Gluten, however, was not the only thing we were taking off the menu. No dairy, no eggs, no sugar, no vinegar, no citrus, no soy… Here’s The List of Noes:
That’s a pretty big list of things you can’t eat. Add in the complication of eating out, and you’re totally (pardon my language) screwed. Citrus, for example, is problematic. A surprising number of people don’t realize that lemons are citrus. Vinegar is in most condiments: mustard, ketchup, mayo, salad dressing. And try finding a satisfying dessert that fits that list. It’s not impossible, just hard.
The Elimination Diet doesn’t stay that limited forever. The idea is to do it strictly for two weeks and then slowly start reintroducing foods. Each reintroduction takes three days. The day you eat the food and then two days following for it to get fully out of your system. If you have any problems, and I mean any, while testing a food, that food needs to be retested. Dairy shouldn’t be reintroduced until you’ve been on it for several months (I waited six months, and man was I happy to have it back). Gluten is last of all.
It took me months to reintroduce all of those foods. And, honestly, I fudged on the last few. During that time, I lost nearly 20 pounds. In part because my food choices were significantly healthier, in part because there were so few foods I could eat. I did find some decent substitutes. Pure Decadence has a great coconut milk, agave sweetened, mango flavored ice cream.
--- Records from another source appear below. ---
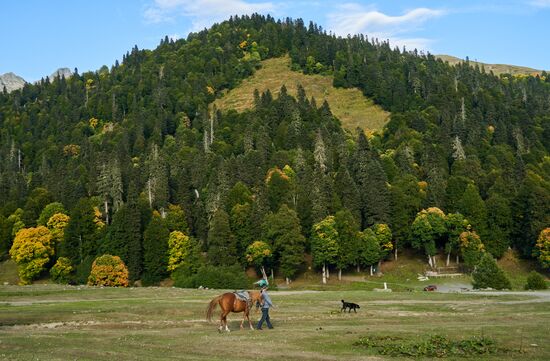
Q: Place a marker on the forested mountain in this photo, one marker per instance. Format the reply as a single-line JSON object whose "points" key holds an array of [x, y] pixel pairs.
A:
{"points": [[143, 170]]}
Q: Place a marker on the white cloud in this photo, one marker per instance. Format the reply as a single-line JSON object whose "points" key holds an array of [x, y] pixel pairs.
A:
{"points": [[353, 19], [541, 3], [202, 12]]}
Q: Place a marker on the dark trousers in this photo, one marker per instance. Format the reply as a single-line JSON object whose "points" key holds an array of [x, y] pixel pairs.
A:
{"points": [[265, 317]]}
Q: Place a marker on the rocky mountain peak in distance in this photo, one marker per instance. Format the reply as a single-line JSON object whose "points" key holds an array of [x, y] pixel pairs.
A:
{"points": [[11, 81], [66, 72]]}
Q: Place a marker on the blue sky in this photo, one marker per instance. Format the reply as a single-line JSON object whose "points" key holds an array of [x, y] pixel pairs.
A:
{"points": [[37, 36]]}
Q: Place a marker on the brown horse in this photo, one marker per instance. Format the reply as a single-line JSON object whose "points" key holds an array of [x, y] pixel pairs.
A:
{"points": [[230, 303]]}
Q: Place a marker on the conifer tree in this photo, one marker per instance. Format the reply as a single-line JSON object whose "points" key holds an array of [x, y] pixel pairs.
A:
{"points": [[222, 247], [283, 232], [81, 234], [324, 245], [473, 208], [124, 235], [499, 220], [155, 250], [348, 240]]}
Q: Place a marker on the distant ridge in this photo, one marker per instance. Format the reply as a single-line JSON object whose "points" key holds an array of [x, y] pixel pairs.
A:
{"points": [[349, 105], [66, 72], [497, 69], [11, 81]]}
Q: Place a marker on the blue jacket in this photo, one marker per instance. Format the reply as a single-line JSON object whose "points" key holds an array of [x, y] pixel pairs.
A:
{"points": [[267, 300]]}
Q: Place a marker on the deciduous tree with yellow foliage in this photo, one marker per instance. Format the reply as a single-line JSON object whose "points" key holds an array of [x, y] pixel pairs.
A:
{"points": [[542, 248], [109, 271], [31, 250]]}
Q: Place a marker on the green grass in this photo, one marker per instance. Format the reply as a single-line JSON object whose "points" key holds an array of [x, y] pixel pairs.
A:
{"points": [[349, 105], [62, 322], [495, 68]]}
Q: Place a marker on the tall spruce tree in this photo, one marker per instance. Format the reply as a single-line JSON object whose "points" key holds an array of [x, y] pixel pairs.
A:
{"points": [[81, 235], [222, 247], [473, 208], [124, 236], [283, 232], [155, 250], [348, 240]]}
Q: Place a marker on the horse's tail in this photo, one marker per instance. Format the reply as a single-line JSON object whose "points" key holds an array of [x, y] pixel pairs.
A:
{"points": [[211, 307]]}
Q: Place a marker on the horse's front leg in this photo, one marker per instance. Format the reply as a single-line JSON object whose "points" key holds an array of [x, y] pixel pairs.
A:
{"points": [[224, 318]]}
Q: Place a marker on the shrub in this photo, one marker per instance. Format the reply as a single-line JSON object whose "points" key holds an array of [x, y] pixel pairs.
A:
{"points": [[211, 277], [109, 271], [61, 271], [489, 275], [535, 281]]}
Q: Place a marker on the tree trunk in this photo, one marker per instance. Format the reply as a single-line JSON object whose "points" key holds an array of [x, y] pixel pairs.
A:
{"points": [[106, 204], [150, 193]]}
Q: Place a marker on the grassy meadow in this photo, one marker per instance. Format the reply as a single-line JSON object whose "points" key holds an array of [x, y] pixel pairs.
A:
{"points": [[52, 322], [349, 105]]}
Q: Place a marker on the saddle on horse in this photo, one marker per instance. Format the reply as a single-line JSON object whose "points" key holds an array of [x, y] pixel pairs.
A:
{"points": [[243, 296]]}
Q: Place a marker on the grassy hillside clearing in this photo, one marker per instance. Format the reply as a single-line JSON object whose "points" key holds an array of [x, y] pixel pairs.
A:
{"points": [[61, 322], [349, 105], [495, 68]]}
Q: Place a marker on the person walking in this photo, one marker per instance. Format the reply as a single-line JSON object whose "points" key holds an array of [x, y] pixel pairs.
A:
{"points": [[265, 309]]}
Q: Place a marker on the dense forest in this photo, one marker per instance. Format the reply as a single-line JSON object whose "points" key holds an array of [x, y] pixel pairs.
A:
{"points": [[133, 160]]}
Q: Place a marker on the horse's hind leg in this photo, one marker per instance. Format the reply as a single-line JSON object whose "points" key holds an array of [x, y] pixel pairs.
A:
{"points": [[224, 317]]}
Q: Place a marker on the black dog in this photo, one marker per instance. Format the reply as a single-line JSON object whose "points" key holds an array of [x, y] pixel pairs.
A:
{"points": [[349, 305]]}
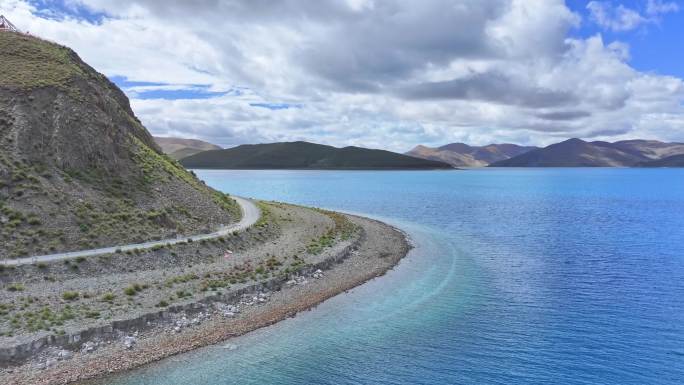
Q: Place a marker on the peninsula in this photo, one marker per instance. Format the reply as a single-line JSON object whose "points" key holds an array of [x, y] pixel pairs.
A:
{"points": [[114, 255]]}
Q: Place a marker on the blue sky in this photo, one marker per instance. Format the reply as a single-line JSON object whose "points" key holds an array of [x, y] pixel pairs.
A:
{"points": [[657, 47], [387, 74]]}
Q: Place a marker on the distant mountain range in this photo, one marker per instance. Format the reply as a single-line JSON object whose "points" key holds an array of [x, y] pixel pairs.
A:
{"points": [[304, 155], [463, 155], [579, 153], [669, 161], [179, 148]]}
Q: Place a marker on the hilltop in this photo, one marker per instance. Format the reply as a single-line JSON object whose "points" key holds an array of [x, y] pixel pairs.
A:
{"points": [[304, 155], [179, 148], [77, 168], [463, 155], [579, 153], [669, 161]]}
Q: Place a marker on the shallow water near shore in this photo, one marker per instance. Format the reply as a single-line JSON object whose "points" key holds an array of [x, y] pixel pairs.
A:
{"points": [[525, 276]]}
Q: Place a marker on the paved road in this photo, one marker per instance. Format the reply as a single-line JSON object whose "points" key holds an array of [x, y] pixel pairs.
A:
{"points": [[250, 214]]}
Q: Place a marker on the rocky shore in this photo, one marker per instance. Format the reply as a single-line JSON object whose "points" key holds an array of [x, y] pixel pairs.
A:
{"points": [[369, 251]]}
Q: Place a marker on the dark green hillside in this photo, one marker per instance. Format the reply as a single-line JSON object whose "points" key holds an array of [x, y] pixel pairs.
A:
{"points": [[304, 155], [77, 168], [670, 161]]}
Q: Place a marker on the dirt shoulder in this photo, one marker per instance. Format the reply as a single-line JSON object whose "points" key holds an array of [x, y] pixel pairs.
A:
{"points": [[305, 257]]}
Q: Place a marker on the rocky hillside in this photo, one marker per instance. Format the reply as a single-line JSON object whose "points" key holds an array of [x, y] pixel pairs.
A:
{"points": [[77, 168], [179, 148], [304, 155], [463, 155], [579, 153]]}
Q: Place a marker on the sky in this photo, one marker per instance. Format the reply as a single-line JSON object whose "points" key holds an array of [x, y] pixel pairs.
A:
{"points": [[386, 74]]}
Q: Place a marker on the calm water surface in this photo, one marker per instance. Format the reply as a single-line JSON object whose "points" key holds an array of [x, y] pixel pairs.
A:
{"points": [[520, 276]]}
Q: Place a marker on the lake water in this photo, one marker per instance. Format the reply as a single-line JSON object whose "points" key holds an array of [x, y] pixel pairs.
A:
{"points": [[519, 276]]}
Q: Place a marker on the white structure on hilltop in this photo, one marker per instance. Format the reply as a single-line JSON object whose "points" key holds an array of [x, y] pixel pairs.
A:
{"points": [[6, 25]]}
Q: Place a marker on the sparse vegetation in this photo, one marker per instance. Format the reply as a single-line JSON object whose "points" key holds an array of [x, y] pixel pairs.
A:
{"points": [[70, 295]]}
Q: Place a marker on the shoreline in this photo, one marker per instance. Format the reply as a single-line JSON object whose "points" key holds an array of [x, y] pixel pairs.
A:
{"points": [[378, 248]]}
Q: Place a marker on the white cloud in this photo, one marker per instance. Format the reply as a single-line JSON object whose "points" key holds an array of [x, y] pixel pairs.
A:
{"points": [[620, 18], [385, 74]]}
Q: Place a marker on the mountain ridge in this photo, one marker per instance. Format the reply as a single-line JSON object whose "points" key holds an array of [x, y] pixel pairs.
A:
{"points": [[179, 148], [576, 152], [464, 155], [77, 168], [305, 155]]}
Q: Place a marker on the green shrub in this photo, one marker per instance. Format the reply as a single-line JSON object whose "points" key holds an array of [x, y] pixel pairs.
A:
{"points": [[108, 297], [15, 287], [92, 314]]}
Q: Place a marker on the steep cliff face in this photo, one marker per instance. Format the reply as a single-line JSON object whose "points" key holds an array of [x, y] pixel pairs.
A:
{"points": [[77, 168]]}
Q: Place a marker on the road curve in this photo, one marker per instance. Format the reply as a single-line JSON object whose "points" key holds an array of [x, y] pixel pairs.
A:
{"points": [[250, 215]]}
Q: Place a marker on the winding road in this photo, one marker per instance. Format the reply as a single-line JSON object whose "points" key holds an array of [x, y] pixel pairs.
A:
{"points": [[250, 215]]}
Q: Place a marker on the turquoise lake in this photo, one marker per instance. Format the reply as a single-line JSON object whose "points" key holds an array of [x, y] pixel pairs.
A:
{"points": [[519, 276]]}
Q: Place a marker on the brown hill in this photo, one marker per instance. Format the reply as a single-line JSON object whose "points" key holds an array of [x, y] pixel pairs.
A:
{"points": [[463, 155], [179, 148], [77, 168]]}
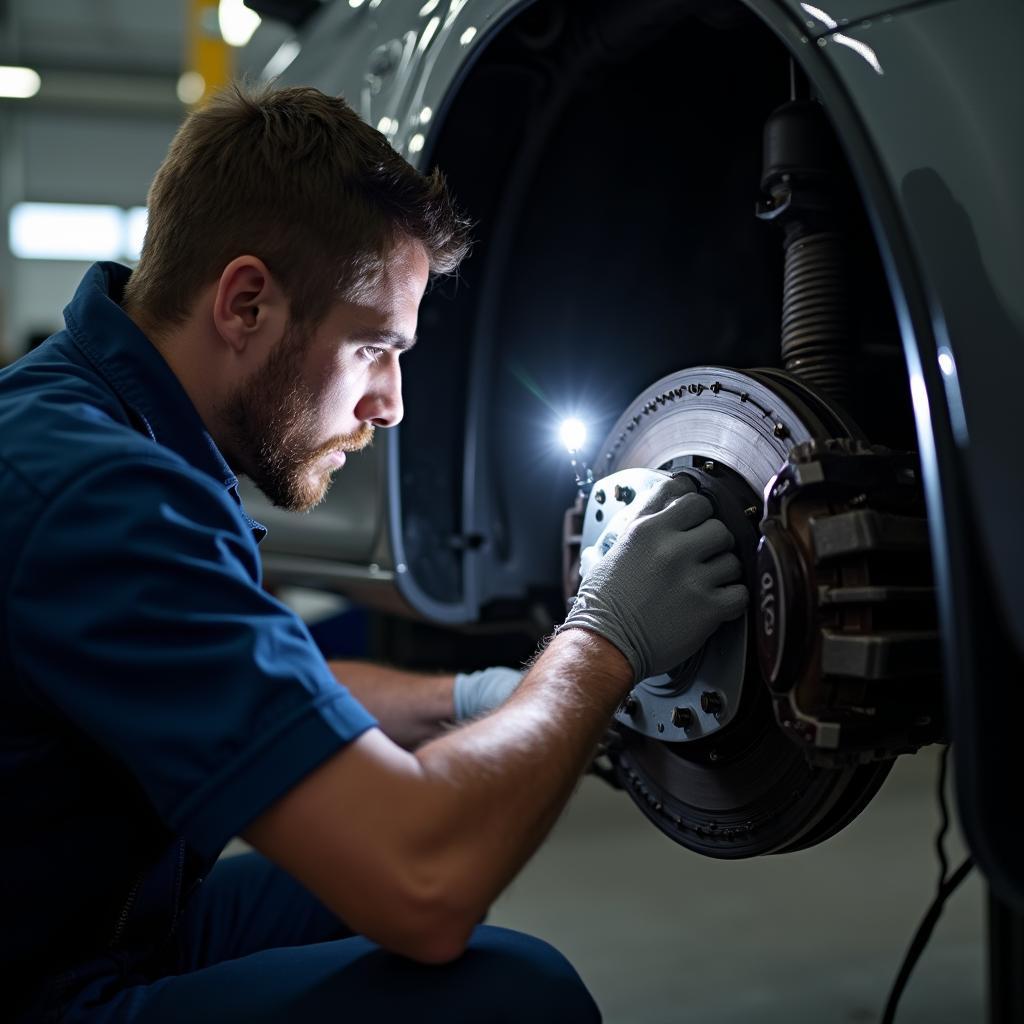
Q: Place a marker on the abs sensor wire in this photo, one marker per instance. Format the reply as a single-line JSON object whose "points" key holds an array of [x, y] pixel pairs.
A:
{"points": [[946, 886]]}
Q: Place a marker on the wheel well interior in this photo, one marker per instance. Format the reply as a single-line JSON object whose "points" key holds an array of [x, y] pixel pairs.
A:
{"points": [[609, 156]]}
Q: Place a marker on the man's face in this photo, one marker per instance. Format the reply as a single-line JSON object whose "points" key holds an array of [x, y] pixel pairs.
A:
{"points": [[322, 391]]}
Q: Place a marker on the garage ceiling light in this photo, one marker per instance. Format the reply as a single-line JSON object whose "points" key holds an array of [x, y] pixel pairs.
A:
{"points": [[67, 230], [238, 23], [18, 83]]}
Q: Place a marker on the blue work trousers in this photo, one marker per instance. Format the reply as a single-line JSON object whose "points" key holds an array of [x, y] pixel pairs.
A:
{"points": [[256, 947]]}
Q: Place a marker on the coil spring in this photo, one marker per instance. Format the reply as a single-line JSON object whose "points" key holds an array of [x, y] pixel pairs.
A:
{"points": [[815, 331]]}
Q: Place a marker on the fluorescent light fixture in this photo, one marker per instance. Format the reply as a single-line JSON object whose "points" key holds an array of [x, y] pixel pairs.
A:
{"points": [[238, 23], [134, 233], [18, 83], [66, 230], [572, 433], [282, 59]]}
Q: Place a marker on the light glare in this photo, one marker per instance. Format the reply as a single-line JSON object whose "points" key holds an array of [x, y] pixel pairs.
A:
{"points": [[18, 83], [282, 59], [572, 433], [238, 23], [192, 85], [66, 230]]}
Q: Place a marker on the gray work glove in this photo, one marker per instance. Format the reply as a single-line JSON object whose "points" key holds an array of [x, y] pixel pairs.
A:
{"points": [[476, 693], [658, 586]]}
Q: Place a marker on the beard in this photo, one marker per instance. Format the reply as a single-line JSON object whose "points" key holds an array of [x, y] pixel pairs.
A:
{"points": [[270, 422]]}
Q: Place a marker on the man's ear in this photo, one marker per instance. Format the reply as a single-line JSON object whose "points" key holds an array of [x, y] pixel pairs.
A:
{"points": [[249, 306]]}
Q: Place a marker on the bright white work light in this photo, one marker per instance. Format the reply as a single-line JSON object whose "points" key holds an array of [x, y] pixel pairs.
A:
{"points": [[18, 83], [66, 230], [238, 23], [572, 433]]}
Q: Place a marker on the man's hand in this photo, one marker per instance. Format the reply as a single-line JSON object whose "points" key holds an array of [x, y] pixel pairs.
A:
{"points": [[476, 693], [665, 584]]}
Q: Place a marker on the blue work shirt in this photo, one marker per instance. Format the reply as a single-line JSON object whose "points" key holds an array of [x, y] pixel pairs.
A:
{"points": [[154, 698]]}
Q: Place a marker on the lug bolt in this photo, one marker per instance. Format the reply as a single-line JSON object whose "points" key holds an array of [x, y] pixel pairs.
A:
{"points": [[682, 718], [711, 702]]}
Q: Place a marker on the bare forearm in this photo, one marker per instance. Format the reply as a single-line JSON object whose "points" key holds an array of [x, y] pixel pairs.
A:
{"points": [[412, 708], [501, 782]]}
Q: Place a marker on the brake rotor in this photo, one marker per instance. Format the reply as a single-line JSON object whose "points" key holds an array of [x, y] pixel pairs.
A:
{"points": [[715, 773]]}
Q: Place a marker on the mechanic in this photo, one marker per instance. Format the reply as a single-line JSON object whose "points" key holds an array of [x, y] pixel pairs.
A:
{"points": [[155, 701]]}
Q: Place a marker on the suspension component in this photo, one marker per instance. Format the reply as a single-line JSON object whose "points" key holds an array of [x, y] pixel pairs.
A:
{"points": [[846, 620], [798, 184]]}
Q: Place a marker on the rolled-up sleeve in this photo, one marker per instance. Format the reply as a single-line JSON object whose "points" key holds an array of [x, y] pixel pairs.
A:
{"points": [[136, 611]]}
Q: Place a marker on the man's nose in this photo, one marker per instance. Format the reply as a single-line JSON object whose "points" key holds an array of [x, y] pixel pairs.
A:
{"points": [[381, 404]]}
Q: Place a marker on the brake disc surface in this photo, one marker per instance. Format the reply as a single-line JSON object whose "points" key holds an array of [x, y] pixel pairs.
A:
{"points": [[700, 754]]}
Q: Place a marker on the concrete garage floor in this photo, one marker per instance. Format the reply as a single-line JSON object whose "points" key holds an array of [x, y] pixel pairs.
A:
{"points": [[664, 936]]}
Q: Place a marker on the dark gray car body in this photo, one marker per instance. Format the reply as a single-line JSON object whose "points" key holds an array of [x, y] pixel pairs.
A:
{"points": [[928, 101]]}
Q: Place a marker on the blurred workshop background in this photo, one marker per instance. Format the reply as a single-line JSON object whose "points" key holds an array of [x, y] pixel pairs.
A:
{"points": [[90, 96]]}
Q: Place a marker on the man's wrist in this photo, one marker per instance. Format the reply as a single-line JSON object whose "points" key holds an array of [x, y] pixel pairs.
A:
{"points": [[605, 666]]}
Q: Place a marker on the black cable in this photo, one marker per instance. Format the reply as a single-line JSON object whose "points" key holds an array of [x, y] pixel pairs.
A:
{"points": [[944, 890], [940, 839], [922, 936]]}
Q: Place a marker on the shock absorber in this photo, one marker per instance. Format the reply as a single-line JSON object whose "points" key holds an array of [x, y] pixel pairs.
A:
{"points": [[798, 184]]}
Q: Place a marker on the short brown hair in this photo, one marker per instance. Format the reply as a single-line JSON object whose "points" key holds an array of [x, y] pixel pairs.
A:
{"points": [[295, 177]]}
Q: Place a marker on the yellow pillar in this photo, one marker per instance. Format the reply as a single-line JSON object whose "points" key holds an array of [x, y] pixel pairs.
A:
{"points": [[206, 52]]}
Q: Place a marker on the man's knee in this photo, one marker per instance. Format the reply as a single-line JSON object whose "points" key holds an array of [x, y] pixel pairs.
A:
{"points": [[527, 979]]}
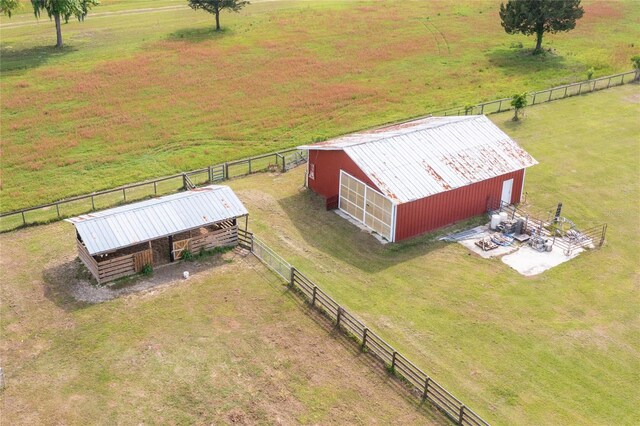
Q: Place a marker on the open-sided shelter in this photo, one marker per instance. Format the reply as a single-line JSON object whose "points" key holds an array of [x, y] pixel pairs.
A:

I also learned even the Modified Elimination Diet wasn’t actually limited enough. Mind you, thanks to the limited types of foods I could eat, it was a lot easier to isolate the real problems. Like tomatoes and potatoes. Turns out they give me eczema. Brussel sprouts = migraines. And anything with capsaicin is inimical to my existence. I am allergic to capsaicin. I just always avoided it instinctively, and never had much. I thought I was breaking out for quite possibly years. Turned out it was hives from spicy peppers and their kin. (For some reason, almost every guy I’ve dated seriously over the last seven years has really, really liked capsaicin).
Ironically, aside from the gluten, everything I reacted to was actually on the list of allowed foods. If you’re interested, here’s a detailed list of the foods on the diet, including an annotated version on the second page: The Elimination Diet.
The Elimination Diet improved my health. A lot.
(Addendum: There are food sensitivity tests out there that are certainly easier. However, the jury is still out as to the effectiveness of most of them.)
My endocrinologist wants me to lose 50 pounds. Yep, 50.
This presents me with a challenge to figure out how to use my OCD to facilitate weight loss, without letting it get out of control.
Before anyone tells me that I don’t need to lose any weight and I look fine (and thank you if you were going to say that) it’s not about the way I look. It’s about hormones. Insulin, to be specific.
I have PCOS, which means that I’m more at risk than average for diabetes or other insulin related problems. Weight is a big factor there. (I’ll go into more about this in a future post because I have, of course, obsessively researched it).
I do have to say, I think I’d be unhealthy (and damned unattractive) if I lost that much. I also think I wouldn’t have breasts if I lost that much. This would make me sad, as I rather like having breasts.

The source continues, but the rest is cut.